Kathryn Findlay, educator and co-founder of Ushida Findlay Architects, has been named winner of the 2014 Jane Drew Prize. This announcement comes shortly after the news of Findlay’s death, which was unknown at the time of the jury’s decision. Known as “one of the most talented people in British architecture,” Findlay will be remembered for her “outstanding contribution to the status of women in architecture.”
Jury member and 2013 Jane Drew Prize laureate, Eva Jiřičná stated: “She is one of those talented people who always saw things differently, and had a brilliant idea. She always had a completely different viewpoint, which is why she always won every competition – because her idea was strikingly original. She influenced so many people, even though she was so modest. It is so important that her effort and her contribution is acknowledged.”
Findlay was the first female academic in the department of architecture at Tokyo University and the first foreigner to teach there since Josiah Conder in the Meiji Period.
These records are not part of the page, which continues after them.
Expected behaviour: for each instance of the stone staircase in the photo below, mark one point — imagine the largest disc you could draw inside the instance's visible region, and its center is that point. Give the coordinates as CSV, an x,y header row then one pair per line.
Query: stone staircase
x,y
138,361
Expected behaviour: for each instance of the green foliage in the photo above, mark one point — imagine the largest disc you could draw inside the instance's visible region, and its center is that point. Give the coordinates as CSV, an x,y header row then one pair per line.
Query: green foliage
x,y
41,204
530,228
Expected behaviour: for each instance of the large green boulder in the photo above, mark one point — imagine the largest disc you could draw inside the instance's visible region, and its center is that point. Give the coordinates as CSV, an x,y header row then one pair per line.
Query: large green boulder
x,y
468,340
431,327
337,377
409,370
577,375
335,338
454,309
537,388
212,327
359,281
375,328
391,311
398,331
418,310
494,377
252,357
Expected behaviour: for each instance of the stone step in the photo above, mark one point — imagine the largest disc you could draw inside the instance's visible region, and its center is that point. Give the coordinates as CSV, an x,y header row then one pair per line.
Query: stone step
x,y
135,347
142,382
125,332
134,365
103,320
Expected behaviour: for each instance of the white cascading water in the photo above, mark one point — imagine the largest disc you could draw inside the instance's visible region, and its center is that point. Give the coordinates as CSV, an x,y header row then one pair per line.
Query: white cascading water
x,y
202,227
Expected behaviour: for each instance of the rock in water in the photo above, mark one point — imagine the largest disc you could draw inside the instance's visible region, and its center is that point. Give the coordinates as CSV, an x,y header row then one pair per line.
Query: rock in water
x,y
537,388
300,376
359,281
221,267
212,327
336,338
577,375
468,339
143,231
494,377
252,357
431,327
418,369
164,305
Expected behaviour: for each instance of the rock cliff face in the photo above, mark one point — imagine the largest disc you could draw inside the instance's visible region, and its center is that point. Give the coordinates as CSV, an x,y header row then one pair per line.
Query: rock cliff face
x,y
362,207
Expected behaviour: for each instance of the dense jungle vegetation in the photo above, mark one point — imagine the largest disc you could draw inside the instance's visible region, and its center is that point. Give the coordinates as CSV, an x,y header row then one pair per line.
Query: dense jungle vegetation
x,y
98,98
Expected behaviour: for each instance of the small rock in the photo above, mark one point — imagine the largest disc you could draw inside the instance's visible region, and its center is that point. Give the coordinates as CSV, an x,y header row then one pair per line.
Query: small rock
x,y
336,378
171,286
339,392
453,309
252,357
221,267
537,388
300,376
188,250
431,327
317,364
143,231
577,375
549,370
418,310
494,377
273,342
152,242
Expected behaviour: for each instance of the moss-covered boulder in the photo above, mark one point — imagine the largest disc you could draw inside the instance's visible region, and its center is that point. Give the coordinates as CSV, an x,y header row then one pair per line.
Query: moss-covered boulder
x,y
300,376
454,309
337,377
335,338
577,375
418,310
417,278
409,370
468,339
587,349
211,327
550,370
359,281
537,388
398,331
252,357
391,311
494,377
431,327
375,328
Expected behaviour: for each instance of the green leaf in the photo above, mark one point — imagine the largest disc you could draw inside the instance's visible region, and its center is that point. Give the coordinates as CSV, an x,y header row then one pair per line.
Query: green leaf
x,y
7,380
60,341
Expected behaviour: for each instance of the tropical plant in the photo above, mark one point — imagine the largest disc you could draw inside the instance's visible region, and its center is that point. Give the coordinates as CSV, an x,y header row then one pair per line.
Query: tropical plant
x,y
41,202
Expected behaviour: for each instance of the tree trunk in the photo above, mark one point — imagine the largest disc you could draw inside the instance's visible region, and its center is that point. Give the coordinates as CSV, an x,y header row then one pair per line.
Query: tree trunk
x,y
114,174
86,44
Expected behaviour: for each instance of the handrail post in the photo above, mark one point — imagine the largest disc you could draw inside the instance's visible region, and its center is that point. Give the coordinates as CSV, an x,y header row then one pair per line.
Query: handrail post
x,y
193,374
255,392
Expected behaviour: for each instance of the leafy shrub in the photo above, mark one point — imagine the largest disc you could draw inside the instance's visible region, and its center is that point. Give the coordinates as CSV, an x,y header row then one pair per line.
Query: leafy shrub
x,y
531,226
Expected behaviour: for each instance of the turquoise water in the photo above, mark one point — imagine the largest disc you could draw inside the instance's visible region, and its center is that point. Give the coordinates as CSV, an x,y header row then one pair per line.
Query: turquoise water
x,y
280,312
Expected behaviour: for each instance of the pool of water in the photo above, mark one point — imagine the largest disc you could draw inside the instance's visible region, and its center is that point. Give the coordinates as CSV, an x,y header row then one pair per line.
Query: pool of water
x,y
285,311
Since co-founding her practice in 1986 with her then-husband Eisaku Ushida, Findlay built a portfolio that quickly became internationally renowned for its experimental design and progressive technology.
Some of her most famous works is the Truss Wall House in Tokyo (1993), Soft and Hairy House in Tokyo (1994), Poolhouse 2 in the Chilterns (2009) and, most recently, the ArcelorMittal Orbit Tower in London’s 2012 Olympic Park.
After learning of Findlay’s death, 2012 prize laureate Zaha Hadid stated: “Like myself, in the early days Kathryn struggled as a woman in architecture, but she persevered. I remember her when we were both students at the AA, she was very hard working and enthusiastic. It is shame that she is not here to receive this award personally, but it is lovely that her family get to see her honored in this way.”
The Jane Drew Prize is awarded by the AJ Women in Architecture Judging Panel.